What you do with data is more important than merely having data

One of the biggest booms going around in different industries is “big data”. Everyone including Google, Facebook, Amazon, LinkedIn and other software giants are investing billions of dollars into data analytics. Many are doing this incredibly well and are dreaming of predicting their customers’ next move based on their previous behaviour patterns. A small example is an Amazon advertisement that follows you on your Facebook feed based on what items you searched on the amazon website or app. This happens because their analytics have shown that following the digital footprints of a customer tends to increase their sales.

Can we apply these concepts of big data and analytics to the field of medicine? The answer is “Yes”. But you might think how. Big data analytics can be applied to huge medical databases to find answers to as yet unanswered questions in a particular medical field. In other words, big data can be applied to the field of medical research and publish papers that can improve patient care.

In the developing world, especially in India, Thailand, Malaysia, Egypt, Brazil and other such countries, there are excellent medical facilities that are catering to service delivery and improving outcomes for their patients. These large institutions are generating a huge amount of data on a daily basis and recording data on electronic platforms called Electronic Medical Records or EMR. Imagine if some of that data can be exported out of the EMR systems and used for data analysis using the concepts of big data enumerated above, how many questions can be answered? The data is so rich and the numbers so huge that others cannot rival the results and new paradigms will be set based on the results.

However, this is not happening currently. You may think why? Are physicians and health care personnel not interested in improving standards of care? Well, of course they are. Just that they have not received adequate training to leverage the data they possess into meaningful publications. Amongst others, an important aspect of doing good clinical research and publishing papers is analysing data well. Having a large sample size, though important, does not guarantee publication of the paper unless your data has been analysed in a novel manner to find answers to unanswered questions.

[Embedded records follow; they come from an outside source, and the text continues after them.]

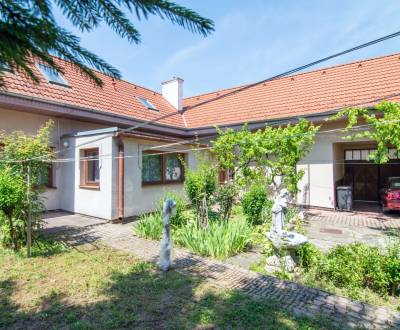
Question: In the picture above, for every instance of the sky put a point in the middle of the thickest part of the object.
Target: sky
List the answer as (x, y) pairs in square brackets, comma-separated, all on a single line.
[(253, 40)]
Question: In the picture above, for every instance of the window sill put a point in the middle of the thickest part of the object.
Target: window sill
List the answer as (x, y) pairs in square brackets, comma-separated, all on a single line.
[(89, 187)]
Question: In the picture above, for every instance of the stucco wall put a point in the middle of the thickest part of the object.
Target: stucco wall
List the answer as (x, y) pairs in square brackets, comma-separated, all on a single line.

Always think of a control group to compare the outcomes of your primary study group. This is often overlooked by the investigators and this leads to rejections from the top journals. Having a control group allows you to have group – wise comparative statistical analyses that make your results robust. If, for some reason, you are unable to have a pure control group, consider splitting your data into 2 groups based on different parameters you have recorded such as 2 age groups. It is ideal to split your data into two groups based on your outcome measure of interest. For example, if you are looking to study influence of a particular injection on retinal thickness, you can split into two groups based on how much thickness changed before and after the injection. A tip is to split your data based on the median value of the variable of interest to get two equal groups for comparison.

Data analysis should be in sync with your study question. Often we come across studies that promise “factors influencing or prognostic factors” in the title but no statistical analysis has been done to understand these influences. Causality association i.e. cause – effect relationship can be determined only by regression analysis, when influences of confounders are adjusted for. Investigators should always consider performing regression analysis for almost all their studies with relatively large samples. This analysis often throws up results that make the data analysis and results very novel and worth publishing. Finally, regression allows you to do predictive analysis i.e. estimate chances of surgical success, failure, cancer survival, risk of disease in future etc. with some certainty. This is similar to the Amazon analogy I mentioned at the start. Predictive analytics combined with clinical acumen will make you a much better clinician and help expect realistic results in your daily practice.

Certain other special tests such as survival analysis, nested regression, Rasch analysis etc. may be required for deciphering the best results from your data. These special tests depend on the type of data and its distribution and can be suggested by an expert biostatistician. I recommend involving a statistician at the very beginning of your study who will help you with study design and create a statistical plan that will be used later.

It is imperative that those who plan to get involved with clinical research understand the basics of biostatistics. This knowledge will help in understanding the finer nuances of your research better and it is these little things that will make a difference between getting published in a top journal vs. getting accepted in a relatively low ranking journal. Above all, your basic knowledge will help in communicating with your biostatistician well and interpret results. You are also in a position to ask for specific set of analyses from your biostatistician that will answer your study question the best.

In conclusion, it is more important what you do with your data rather than having a lot of data. Try and understand basics of biostatistics, ask pertinent questions to your biostatistician and order goal directed analyses. This will set you apart from others and help you climb the ladder of publications quicker and with higher quality from your peers.